Dear Mr. Friedland:
I have a Selmer Centered Tone clarinet I got when I was about 10, probably around 1956 or so but not played for many years. Picking it up today it seemed to have a number of squeaks which I assume result from loose/leaking pads. Also, the ring on the bell has not been tight for perhaps 40 years. How do I tighten the bell? Can I put it back in playing shape with the kits that are sold for re-padding and lubricating? Is it reasonable to take it apart carefully for cleaning? It has a metal ring at one of the joints but is otherwise wood.
Is it possible to produce a shorter barrel joint so that it will actually play in C, so I can play with my son who plays the flute, without having to transpose?
When I was in high school another student had a clarinet which supposedly had fingering the made the break easier to cross but I can find no info on that system. I think it was a buffet clarinet. Are those better than the Selmer? I have no idea what the quality of my instrument is/was but I think it might have cost around 600 or so back then … is there a way to find out?
Thanks – J W,
Thank you for your note concerning your “Centered Tone” clarinet. This was at the time, the best Selmer Clarinet; in fact I owned a set (Bb and A) for many years. To determine its value now would be fairly easy, since it is in demand and considered a clarinet good for playing Jazz because it has a slightly larger bore. Its reputation is excellent. To determine what it may be worth, look at an auction site that sells musical instruments and simply compare prices.
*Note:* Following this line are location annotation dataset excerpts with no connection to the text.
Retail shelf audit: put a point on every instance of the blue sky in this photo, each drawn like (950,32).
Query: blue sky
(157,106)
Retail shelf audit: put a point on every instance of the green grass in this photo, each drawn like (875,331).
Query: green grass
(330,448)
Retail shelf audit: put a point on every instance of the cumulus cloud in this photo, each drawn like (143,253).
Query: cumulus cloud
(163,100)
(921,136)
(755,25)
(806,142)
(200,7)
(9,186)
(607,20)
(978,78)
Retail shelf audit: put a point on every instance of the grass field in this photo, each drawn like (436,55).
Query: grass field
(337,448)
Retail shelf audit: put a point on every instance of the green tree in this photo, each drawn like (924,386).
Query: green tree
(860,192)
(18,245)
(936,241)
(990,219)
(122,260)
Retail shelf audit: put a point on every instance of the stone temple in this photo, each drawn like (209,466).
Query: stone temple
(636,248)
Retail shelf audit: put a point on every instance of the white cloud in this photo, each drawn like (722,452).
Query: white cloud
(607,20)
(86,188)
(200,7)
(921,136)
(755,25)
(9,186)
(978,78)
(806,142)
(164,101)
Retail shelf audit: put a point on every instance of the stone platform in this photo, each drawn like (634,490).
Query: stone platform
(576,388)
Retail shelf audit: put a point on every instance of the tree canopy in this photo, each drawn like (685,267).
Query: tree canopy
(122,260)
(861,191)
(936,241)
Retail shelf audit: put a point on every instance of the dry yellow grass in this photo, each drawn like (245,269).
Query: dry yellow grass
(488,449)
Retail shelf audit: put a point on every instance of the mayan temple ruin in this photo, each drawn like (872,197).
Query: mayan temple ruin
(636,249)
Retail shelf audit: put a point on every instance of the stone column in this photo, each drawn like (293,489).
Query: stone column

Of course the condition is crucial for these 50 year old clarinets.
I would suggest that you have it overhauled by a competent repair person. The pre-packaged kits are not something I would recommend at all.
The keys have to be stripped and the clarinet soaked in oil. All springs and pads and corks should be replaced and any cracks repaired. There should be competent technicians in the Boulder area. They will also tighten the ring for you, which takes a special tool. Replacing the pads is a precise job and requires someone who knows what they are doing, preferably with experience to which you can refer. There are many people who advertise, and when the horn is returned, all looks well, but it will have all kinds of small problems, which will not seem small at all.
It will cost you several hundred dollars, but for the clarinet you mention, it is well worth the price. But do get a reference.
As far as playing in C is concerned there is no barrel that is short enough, for it would take several in use at the same time to get your Bb to play in C and it cannot work. You are best advised to buy a C clarinet, as they are not terribly costly and you are ready to go with the same mouthpiece you use on the Bb.. Transposing to clarinet in C is something which is not difficult to do. For starters. if the key signature is in flats, take away two of them, and in sharps, add two. After that you simply play everything up one step, observing your new key signature and you will be fine.
Most clarinet students learn to prepare their lesson in both the key written and in the key of C, and in fact, sometimes other keys as well. Now, I am not advocating that, but if you can purchase a C clarinet, you will like it as it is fun to play, or you can learn to transpose.
As far as “the break” is concerned, that is basically a misconception, however there was a clarinet which made negotiating between registers much easier. I t was a Selmer clarinet designed by Rosario Mazzeo. There are still many of these for sale, but they must be adjusted carefully.
Finally, as to the squeaks you seem to be experiencing, they may be loose pads, or perhaps something closer to home.